Running time: 2 hours 4 minutes.
Streaming: Paramount+: Included | Prime Video: Included | Apple TV+: Rent/Buy
Robert Redford makes his debut as a nonacting director in the strongly emotional and beautifully written and performed family drama, “Ordinary People.”
Like every actor-turned-director I can think of from Olivier forward, Redford is at his best working with his fellow actors to evoke performances of sensitivity and believability over a wide emotional range. “Ordinary People” is entirely a film of performance, which is obviously what attracted Redford to the novel in galley form, well before it had been established as a commercial success.
Donald Sutherland is a very prosperous Chicago tax attorney living well in the posh North Shore suburb of Lake Forest. His wife is Mary Tyler Moore, who at a very misleading first glance is simply a more mature version of the effervescent helpmate on the Dick Van Dyke show. They have had two teenaged sons, but a few months before the events of the film the elder son drowned during a sudden storm on a lake. The younger son, tensely and sympathetically played by Timothy Hutton (the son of the late Jim Hutton), has attempted suicide, been hospitalized, and, as we meet him, is home again, shakily trying to resume his place in the ordinary world.
The suspense, of course, is whether the boy, in touch with no one, finding comfort from no one, will again try to destroy himself. The tone of the film allows no easy assurance that things will work out. Life is not necessarily benign. (Read more) — Charles Champlin
1981: ‘Chariots of Fire’
54th Academy Awards — April 1982
Rating: PG.
Running time: 2 hours 3 minutes.
Streaming: Prime Video: Rent/Buy | Apple TV+: Rent/Buy
“Chariots of Fire” has sports as its backbone and passion as its fueling emotion. It traces the parallel lives of two athletes — or, more correctly, two extraordinary men to whom running was necessary part of life — who became part of the remarkable British track and field team at the 1924 Olympics.
They were the dark and the light; the fiercely competitive Harold Abrahams, to whom running as a weapon against the snobbery and anti-semitism he encountered at Caius College, Cambridge (and before), and Eric Liddell, the son of a Scottish missionary, whose will to run came from a passionate spirituality.
Steadily, a mite awkwardly at first, the twin stories build. The awkwardness comes from a break at the opening.
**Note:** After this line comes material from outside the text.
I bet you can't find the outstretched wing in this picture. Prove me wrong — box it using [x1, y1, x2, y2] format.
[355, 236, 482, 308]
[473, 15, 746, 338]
It begins at a funeral in 1978, then shifts back in memory to 1924, at the edge of a misty beach in France where, like horses running in the sea out of pure joy, the British Olympic runners are running barefooted, each in his distinctive style.
And under the scene, the first hint that this is something other than an old-fashion film. As the noble piano theme is stated there are nervous electronic sounds which catch the runners’ tension and transmit it. The work of Vangelis Papathanassiou, who uses only his first name in his composing and conducting, this is an original and breathtaking score. (Read more) — Sheila Benson
1982: ‘Gandhi’
55th Academy Awards — April 1983
Rating: PG.
Running time: 3 hours 11 minutes.
Streaming: Prime Video: Rent/Buy | Apple TV+: Rent/Buy
The way in which director Richard Attenborough illustrates the motivating incident of Mohandas Gandhi’s life in “Gandhi”tells us a lot about the film to come.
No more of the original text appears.